Référence : [2014] ABD Expert 13[61] Le fait que M. Therrien ait été présent sur le chantier, en octobre‑novembre 1989, puis ait participé au montage de la réclamation de l'intimée, ne le rendait pas pour autant inhabile à témoigner comme expert. Il pouvait critiquer les principes et conclusions de RAL et expliquer le montage de la réclamation en fonction de ses connaissances spécialisées. Certes, le juge pouvait présumer qu'il n'attaquerait pas le bien-fondé de la méthode retenue par l'intimée pour le calcul de la réclamation, puisqu'il y avait participé.

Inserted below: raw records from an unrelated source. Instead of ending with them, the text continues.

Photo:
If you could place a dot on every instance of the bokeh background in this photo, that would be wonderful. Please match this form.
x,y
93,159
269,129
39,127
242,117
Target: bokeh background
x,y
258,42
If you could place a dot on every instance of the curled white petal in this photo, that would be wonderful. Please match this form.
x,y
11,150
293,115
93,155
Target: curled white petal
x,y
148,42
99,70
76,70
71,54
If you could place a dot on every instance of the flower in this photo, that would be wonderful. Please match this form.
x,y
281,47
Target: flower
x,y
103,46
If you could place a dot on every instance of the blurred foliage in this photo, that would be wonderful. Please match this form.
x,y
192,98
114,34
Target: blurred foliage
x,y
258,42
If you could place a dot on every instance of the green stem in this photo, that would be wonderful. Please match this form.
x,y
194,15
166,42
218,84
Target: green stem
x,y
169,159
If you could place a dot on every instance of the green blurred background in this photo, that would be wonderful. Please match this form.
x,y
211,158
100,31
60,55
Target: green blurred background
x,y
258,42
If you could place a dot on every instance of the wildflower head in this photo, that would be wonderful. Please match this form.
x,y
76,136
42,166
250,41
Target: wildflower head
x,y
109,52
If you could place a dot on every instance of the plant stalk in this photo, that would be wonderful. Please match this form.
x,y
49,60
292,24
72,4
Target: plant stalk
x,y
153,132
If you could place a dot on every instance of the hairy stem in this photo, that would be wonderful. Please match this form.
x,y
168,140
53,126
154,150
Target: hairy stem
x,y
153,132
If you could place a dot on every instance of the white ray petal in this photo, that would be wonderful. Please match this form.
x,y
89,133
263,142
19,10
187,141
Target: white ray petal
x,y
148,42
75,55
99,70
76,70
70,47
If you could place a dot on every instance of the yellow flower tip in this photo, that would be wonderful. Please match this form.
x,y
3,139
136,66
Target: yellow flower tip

Cela pouvait entacher le poids à accorder à son rapport s'il s'avérait, à la suite d'un contre-interrogatoire ou de la preuve de la partie adverse, que les principes appliqués par lui étaient erronés ou encore matière à controverses scientifiques ou autres, mais il ne justifiait pas son rejet.
Autres décisions citées dans le présent billet:
1. Procureur général du Québec c. Marleau, 1995 CanLII 5123 (C.A.).
2. Aluminerie Alouette inc. c. Constructions du St-Laurent ltée, 2003 CanLII 10112 (C.A.).